The purpose of this qualitative study was to understand and describe the experiences of RNs who were deployed out of their clinical specialty role during the COVID-19 pandemic to care for COVID-positive patients. Deployed is defined as being assigned to a new unit/department and/or a new/different patient population. This deployment resulted in a role change for nurses who may have been unprepared for the new assignment. Additionally, some of the deployed staff members not only experienced a role change, but also moved to a new physical location/unit to care for this new patient population. The results of this study can help guide future education, services, and support when deployments and role changes are unexpected and unplanned.

Literature review

Research has been conducted describing nurses' responses to their roles and practices during a crisis or pandemic situation.2-5 Von Strauss and colleagues studied the experience of nurses deployed to Africa during the Ebola virus disease outbreak. The results provided knowledge on how to better prepare nurses for future outbreaks, including mental health support afterward.6 Additionally, the concept of floating to another unit isn't foreign to nurses. These types of short-term deployments are usually for one shift. Matlakala studied the views of ICU nurses deployed for one shift to cover the nursing shortage on a general care unit, finding the need for formal policies and procedures regarding floating.7 Hellman and Hurley discussed the deployment of nursing students during a disaster in roles for nonpatient-related tasks, as well as caring for noncritical patients under supervision.8 Whereas VanDevanter and colleagues reviewed the impact of nurses deployed to a completely different hospital in the wake of a natural disaster that resulted in their own hospital's closure, finding the practice challenges they encountered due to the new and unknown environment.9

A study by Chenevert and colleagues discussed role change readiness within organizations and the impact on role stressors, including role ambiguity, conflict, and overload.10 There's an additional challenge in healthcare regarding change readiness due to the high level of stress.11 Murray studied the experience of practice-based career changes in nurses who transitioned from hospital-based to home care nursing using role theory as the framework.12 In contrast, these role changes were during a purposeful and planned timeline rather than the immediate need during a crisis/pandemic situation.

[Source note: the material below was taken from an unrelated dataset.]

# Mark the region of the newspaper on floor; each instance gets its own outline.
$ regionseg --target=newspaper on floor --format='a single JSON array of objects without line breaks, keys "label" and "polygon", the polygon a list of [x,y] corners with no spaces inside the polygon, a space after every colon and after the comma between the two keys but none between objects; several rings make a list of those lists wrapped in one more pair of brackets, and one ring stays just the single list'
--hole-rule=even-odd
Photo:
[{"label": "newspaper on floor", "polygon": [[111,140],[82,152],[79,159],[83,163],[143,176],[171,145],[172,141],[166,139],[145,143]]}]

There's a lack of research describing when nurses' roles change because of a crisis or pandemic, specifically when a nurse is deployed from their clinical specialty to care for a different patient population for greater than one shift. As documented by VanDevanter and colleagues, awareness of the concerns and competing demands that nurses experience in a disaster and its following aftermath can guide education and services to allow nurses to perform their clinical duties while minimizing risk to self and patients.9 Additionally, in a qualitative study by Cranley and colleagues, it was found that “nurse responses to uncertainty include physiological and affective responses, strategies to manage uncertainty, and the outcomes of managing uncertainty.”13


This qualitative study took place at a nonprofit, 371-bed, Level III trauma center located in the town of Huntington on Long Island in New York. The hospital is a four-time Magnet® redesignated facility. To care for the surge of COVID-19 patients, nurses were deployed from their clinical specialty role to become medical-surgical and critical care nurses during the pandemic. Although some nurses stayed on their home unit with only the patient population change, others were caring for the new patient population on a different unit due to their home unit being closed. Eighty-eight percent of respondents stated that they were deployed to a new unit.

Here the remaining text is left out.